The United Auto Workers had to agree to early contract talks with car makers to avoid the possibility of a strike--"a trap" that would hurt the union--when the current agreement expires in September, UAW President Douglas A. Fraser said last night.
Right now, the union has something the General Motors Corp. and Ford Motor Co. need--the power to grant an early settlement with wage and benefit concessions that can save the companies millions of dollars in labor costs before the contract expires, Fraser said.
But if there is no agreement in place by Sept. 15, the union loses what leverage it has, and the companies would then have the power to "unilaterally demand economic concessions," Fraser told several hundred delegates here at the opening of the UAW's seventh annual political action conference.
"That would leave us with the Hobson's choice" of giving back more than the union is willing to concede "or going on strike . . . . And if they challenge us to strike, it's going to be a long and bitter strike," Fraser said.

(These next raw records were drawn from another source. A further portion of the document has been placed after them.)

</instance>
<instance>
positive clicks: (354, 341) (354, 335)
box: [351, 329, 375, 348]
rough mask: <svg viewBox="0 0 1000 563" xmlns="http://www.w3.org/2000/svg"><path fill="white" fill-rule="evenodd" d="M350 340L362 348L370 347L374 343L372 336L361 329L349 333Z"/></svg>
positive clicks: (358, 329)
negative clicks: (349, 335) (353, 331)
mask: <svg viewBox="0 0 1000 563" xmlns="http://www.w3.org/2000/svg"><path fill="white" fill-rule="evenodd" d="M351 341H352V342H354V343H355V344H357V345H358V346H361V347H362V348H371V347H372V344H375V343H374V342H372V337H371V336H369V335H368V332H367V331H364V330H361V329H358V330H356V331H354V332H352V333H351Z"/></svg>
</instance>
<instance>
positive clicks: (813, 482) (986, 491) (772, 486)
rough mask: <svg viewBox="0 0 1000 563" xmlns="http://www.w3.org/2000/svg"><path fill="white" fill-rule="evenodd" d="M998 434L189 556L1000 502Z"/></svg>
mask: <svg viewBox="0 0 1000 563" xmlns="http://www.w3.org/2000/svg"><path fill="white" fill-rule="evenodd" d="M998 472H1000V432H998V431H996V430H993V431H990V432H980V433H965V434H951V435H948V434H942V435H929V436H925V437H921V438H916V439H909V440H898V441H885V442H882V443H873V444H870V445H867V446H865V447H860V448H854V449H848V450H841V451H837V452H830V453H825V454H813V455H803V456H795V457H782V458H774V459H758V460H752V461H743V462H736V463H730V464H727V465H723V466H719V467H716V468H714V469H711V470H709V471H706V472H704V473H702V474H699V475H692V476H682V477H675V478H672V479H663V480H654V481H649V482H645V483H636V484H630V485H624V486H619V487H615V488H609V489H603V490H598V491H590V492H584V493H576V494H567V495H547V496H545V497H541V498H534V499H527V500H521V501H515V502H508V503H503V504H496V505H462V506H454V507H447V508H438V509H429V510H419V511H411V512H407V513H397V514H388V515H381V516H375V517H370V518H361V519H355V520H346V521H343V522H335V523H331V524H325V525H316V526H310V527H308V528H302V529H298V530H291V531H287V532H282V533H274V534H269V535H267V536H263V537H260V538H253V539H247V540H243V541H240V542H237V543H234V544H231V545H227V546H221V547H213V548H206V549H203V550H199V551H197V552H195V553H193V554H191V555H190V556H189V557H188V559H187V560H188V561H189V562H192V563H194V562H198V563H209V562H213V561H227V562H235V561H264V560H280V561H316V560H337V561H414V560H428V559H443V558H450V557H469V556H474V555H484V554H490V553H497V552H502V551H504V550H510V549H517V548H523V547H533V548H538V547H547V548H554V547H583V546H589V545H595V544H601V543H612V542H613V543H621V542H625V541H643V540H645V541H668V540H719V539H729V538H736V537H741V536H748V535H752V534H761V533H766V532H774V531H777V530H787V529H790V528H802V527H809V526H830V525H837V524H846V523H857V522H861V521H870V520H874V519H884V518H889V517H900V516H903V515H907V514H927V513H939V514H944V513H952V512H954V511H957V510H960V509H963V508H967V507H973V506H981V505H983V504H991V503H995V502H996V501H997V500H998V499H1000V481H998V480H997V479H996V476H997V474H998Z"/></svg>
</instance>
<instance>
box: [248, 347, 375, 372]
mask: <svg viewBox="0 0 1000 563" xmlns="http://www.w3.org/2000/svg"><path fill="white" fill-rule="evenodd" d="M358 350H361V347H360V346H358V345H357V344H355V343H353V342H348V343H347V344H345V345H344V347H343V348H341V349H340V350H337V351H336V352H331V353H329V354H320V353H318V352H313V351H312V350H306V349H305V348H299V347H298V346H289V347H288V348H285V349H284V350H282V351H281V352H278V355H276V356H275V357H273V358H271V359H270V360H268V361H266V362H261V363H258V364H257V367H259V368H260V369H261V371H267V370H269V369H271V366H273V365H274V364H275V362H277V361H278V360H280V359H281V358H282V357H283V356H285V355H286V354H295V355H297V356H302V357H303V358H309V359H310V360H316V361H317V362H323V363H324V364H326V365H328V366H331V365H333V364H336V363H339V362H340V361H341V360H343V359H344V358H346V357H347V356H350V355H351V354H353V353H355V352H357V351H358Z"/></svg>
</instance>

He implied that for the union, already hit with 228,00 workers on indefinite layoff since Jan. 18, it would also be a losing strike. Fraser said January marks the 25th month of "depressed domestic auto sales," which means the companies have huge inventories. Huge inventories mean the companies can afford to take a strike better than the union can afford job losses that might result from any walkout.
"Collective bargaining is a matter of timing," Fraser said in comments designed to shore up support for the UAW leadership's decision to resume emergency talks with GM and Ford. The talks began Jan. 10, but broke off last Wednesday in disputes over wage and benefit concessions, job security provisions, and, in GM's case, the implementation of an agreement to allow consumers to benefit from labor cost savings.
The union's GM and Ford councils agreed Saturday to return to the bargaining table. Talks resume Tuesday with GM--the focal point of the negotiations--and on Friday with Ford.
Fraser has set a deadline of midnight Thursday to reach an agreement with GM. But his comments last night seemed to imply that he would be willing to go beyond that time if a settlement is in sight.
Fraser said that GM's sales have virtually stopped since the company promised two weeks ago to allow wage and benefit concessions be reflected in lower sticker prices on its cars and trucks. Rebate hungry consumers won't come back until an agreement is in place, which puts extra pressure on the company to come up with an emergency agreement that will save money and protect union jobs, Fraser said.
Ford has no agreement to pass on labor costs savings to consumers. But analysts agree Ford will have to come up with a similar plan to remain competitive with GM.
It all means that at the moment, despite its weakened position, the UAW has some clout. "But our bargaining power will be greatly diminished in September, 1982," Fraser said.